"I was told, 'A woman couldn't possibly beat Steve Knight," Democratic candidate Katie Hill told Refinery29 earlier this year. That's the feedback she received when she announced she was going to challenge the Republican incumbent in California's 25th District. And yet, here we are: The 31-year-old nonprofit executive defeated Knight in a dead heat election that was deemed too-close-to-call most of Wednesday. In the afternoon, he conceded.
The 25th District was a Republican stronghold for decades. But then, Hillary Clinton carried the district in the 2016 presidential election and Knight's seat became a target for Democrats hoping to flip the House. Hill, who will now be California's first openly-bisexual congressperson, never really thought about running for office. But after the Trump administration started enacting policies that ran counter to the causes she believes in, she was moved to action. "[I realized] the social issues I care about the most are completely dependent on having the right federal partners," the first-time candidate told Refinery29. With that in mind, she launched her bid.

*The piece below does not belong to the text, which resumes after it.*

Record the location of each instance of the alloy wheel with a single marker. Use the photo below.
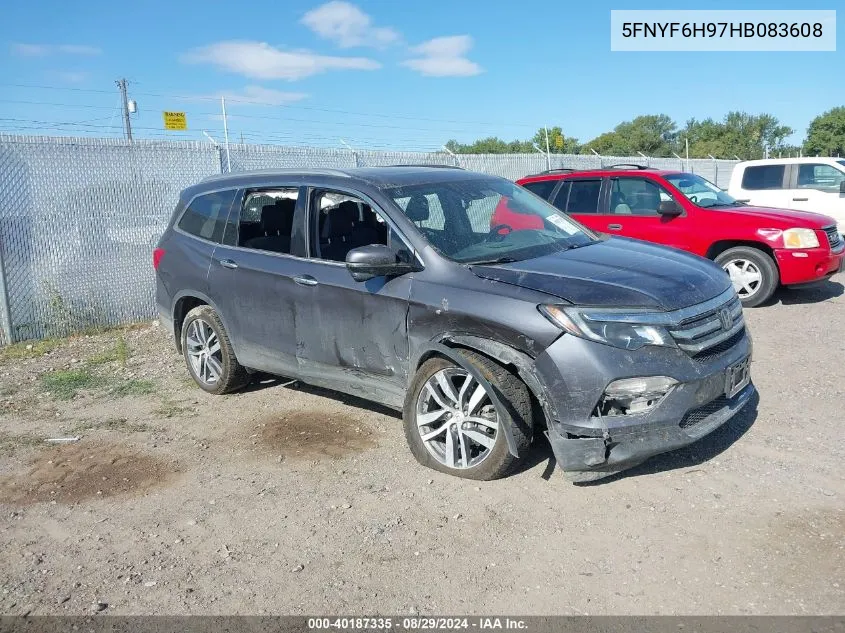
(456, 419)
(745, 276)
(204, 353)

That was 19 months ago. Hill ran on a platform that includes support for affordable healthcare, common-sense gun laws, criminal justice reform, affordable childcare, and defending reproductive rights. But she also emphasized the need for bipartisan collaboration in Washington and approached these issues with a straightforward middle-of-the-road Democratic lens. Like other insurgent candidates this election season, Hill out raised Knight through grassroots donations, refusing to take corporate money. And now, she's made history.
"I didn’t quite realize what big of a movement I was gonna be part of," Hill said in our interview. "What I realized over the past year is that this is a tidal wave, a shift in our democracy in terms of changing the face of what Congress looks like. Not just Congress, but what politics in this country look like."